Around they went, down the long front and the shorter side of the building. The facility’s rear door was even less fancy than the front; it didn’t even have a sign. The graffiti was thicker here, the signatures and angled line drawings layering one upon another like people talking over each other at a party.

Jo got out and locked her car. “Hey.”

The guy who emerged from Bill’s car was a little bit of a surprise. Six feet, maybe taller. Prematurely gray hair, but the hot kind, like Max’s from Catfish. Dark heavy glasses, as if being ocularly challenged and having a sense of style were prereqs for hanging with Bill. The body was . . .

Well, very good. Broad shoulders, tight waist, long legs.

“This is my cousin, Troy Thomas.”

“Hey,” the guy said, offering his hand. “Bill’s told me about you.”

“I can imagine.” She gave him a shake and then nodded over at the rear entrance. “Listen, you guys, there’s a seal on this door as well. I’m not feeling good about this.”

“I have clearance.” Troy pulled out a pass card. “It’s okay.”

“He’s in the CSI unit,” Bill explained.

“And I need to pick up some equipment, so this is authorized. Just please don’t touch anything, and no pictures, okay?”

“Absolutely.” Jo dropped her arm when she realized she was about to swear, palm-to-heart.

Troy led the way, cutting through the seal with a box knife before inserting his card in a CPD electronic padlock.

“Watch your step,” he said as he opened the door and flipped on the lights.

The shallow hall had two-toned carpet: cream on the outsides of the footpath, a mucky gray/brown where work boots had trodden. Streaks of dishwater gray grit lined the wall vertically, denoting leaks in the ceiling. The smell was something between moldy bread and sweat socks.

And fresh copper.

As they walked forward, there were cans of drooling paint to step over, some tools, and a couple of drywall buckets, all of which seemed to suggest the old owners, or maybe the bank that had repossessed the place, might have taken a stab at some renovation—only to give up when it proved to be too costly.

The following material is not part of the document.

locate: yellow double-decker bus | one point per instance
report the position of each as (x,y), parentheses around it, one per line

There were two offices, a reception area, a unisex bathroom, and a pair of steel doors, next to which were hard hats covered in dust hanging on hooks.

“Let’s go through over here. It’s easier.”

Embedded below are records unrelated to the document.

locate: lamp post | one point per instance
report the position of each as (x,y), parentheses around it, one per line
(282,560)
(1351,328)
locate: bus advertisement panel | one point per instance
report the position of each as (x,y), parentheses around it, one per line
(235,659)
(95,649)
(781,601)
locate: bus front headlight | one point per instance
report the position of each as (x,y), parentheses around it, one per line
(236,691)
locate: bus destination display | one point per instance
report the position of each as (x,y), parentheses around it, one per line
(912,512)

Heading to the left, Troy led them to a third option, standing aside once again as they went through a much narrower door. On the far side, he hit not a light switch, but something that looked like a fuse-box pull.

With a series of bangs, huge panels of lights came on one after another in a cavernous manufacturing space that was mostly vacant, nothing but empty brackets bolted into the floor and great grease shadows on the concrete indicating where machines had been.

“The massacre happened over here.”

Jo popped her eyebrows. Yes, it most certainly had, she thought as she caught sight of the pools of coagulated blood, once bright red, now browning with time’s passage. There were more of those drywall buckets here and there, and when she walked across and got a closer view of everything, she put her hand over her mouth and swallowed hard.

“It’s just like the farm,” Bill commented as he wandered around.

“Like what farm?” Jo said as she shook her head at the gore. “God, this was so violent.”

“You remember—almost two years ago? There was a scene just like this one only ten times more blood.”

“No bodies,” Troy interjected. “Again.”

“How many people do you think died here?” Jo asked.

“Ten. Maybe twelve?” Troy came around and crouched down next to a series of swipes through the blood on the floor—as if someone might have tried to escape but had slipped and fallen. “We can’t be sure. This place has been on the market for a year or two. The bank stopped using the security cameras five months ago when a lightning strike knocked them out during a spring storm. We’ve got nothing.”

“How do you get rid of that many bodies?” Jo wondered. “Where do you take them all?”

Troy nodded. “The homicide division is looking into all of that.”

And as for the vampire angle? she thought to herself. Those types usually took blood, right? They didn’t leave it behind in five-gallon lots.

Not that she was about to pose that one to Troy. Way too crazy.

She glanced over at Bill. “How many other mass murders or ritual whatevers have taken place in Caldwell in the last ten years? Twenty years? Fifty?”

“I can find out,” he said as their eyes met. “I’m thinking the exact same thing you are.”